The village of Kalach was one of those almost-forgotten places, and it bore little significance to the world until Thursday, when the New York Times released an exhaustive two-year-long investigative report on Kalach’s terrible little war and the men who waged it in spring 2012.

[Report: Navy SEALs covered up accusations of deadly abuse]

The Times report details a long spell of boredom and frustration within a dusty military outpost outside of Kalach. That spell ended with a group of Navy SEALs from SEAL team 2 allegedly beating unarmed men — and facing little consequence for doing so. And while it is unclear what brought some of America’s best special operations troops to the verge of killing detainees, it’s possible that it was the demands of a broader special operations strategy in Afghanistan that thrust units, such as the SEALs, into roles they had not been designed to carry out.

In 2009, Gen. Stanley McChrystal took command of U.S. and NATO forces in Afghanistan and soon implemented a widespread initiative that would task special operations troops to carry out “village stability operations,” or VSOs, and to help train Afghan local police. VSOs were sporadic during the early phases of the war (2002 onward) but became the cornerstone of the United States’ Afghan strategy from 2009 onward. VSOs were meant to be built around an Army Special Forces team known as an Operational Detachment-Alpha or ODA. The ODAs were to provide some reinforcement to a particular village in order to help that village develop and provide security for itself.

McChrystal’s strategy, however, called for so many ODAs that there simply were not enough of them to fulfill the newfound mission requirements. Other special forces units like SEALs began to rotate with ODAs and assist with VSOs and with training Afghan local police. This was the case in Kalach, as the SEAL team arrived to replace an Army Special Forces unit in 2012, according to the Times report.

“VSOs expanded so rapidly that everyone had to get involved,” one former special forces officer said. “That meant everyone was in the rotation.”

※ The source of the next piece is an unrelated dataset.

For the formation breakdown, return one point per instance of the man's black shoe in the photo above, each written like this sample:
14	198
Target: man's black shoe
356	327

The officer, who requested anonymity because he didn’t want his name associated with an article that detailed SEAL abuses, also said that Navy SEALs are not optimized for missions such as the one they had been assigned in Kalach. “They’re used to more direct action-type missions,” he said, referring to operations that involved capturing and killing targets rather than assisting villagers.

[SEAL Team 6, the CIA and the secret history of U.S. kill missions in Afghanistan]

The Times report extensively details the possible mismanagement of special operations assets, and includes numerous anecdotes of what appears to be the SEALs’ frustration with their mission. According to the report, some SEALs expressed this frustration by negligently discharging weapons at civilian vehicles and in the vicinity of local villagers.

The culminating event, however, was on May 31, 2012. Four U.S. Army soldiers augmented to the SEAL detachment watched chest kicking, head bashing and ad-hoc waterboarding of detainees by three Navy SEALs shortly after a bomb blast ripped through a nearby Afghan Police checkpoint. The blast killed one policeman. In the wake of the explosion, the Afghan police rounded up nearby villagers whom they suspected in the attack and marched them to where the Americans were located. The beatings started at the hands of the police, according to the Times report. When police brought the detainees to the small U.S. base, the SEALs got involved.

One of the Army soldiers at the outpost, Spc. David Walker, said he expected the SEALs to put a stop to the beatings. Instead he watched as three of the SEALs joined in, according to the Times’ report.

Walker and his fellow soldiers’ report of the beatings twisted and turned through the SEALs’ chain of command — and eventually resulted in little more than a written reprimand for the SEALs, according to the Times.

“It just comes down to what’s wrong and what’s right,” Walker said in an interview with the Times. “You can’t squint hard enough to make this gray.”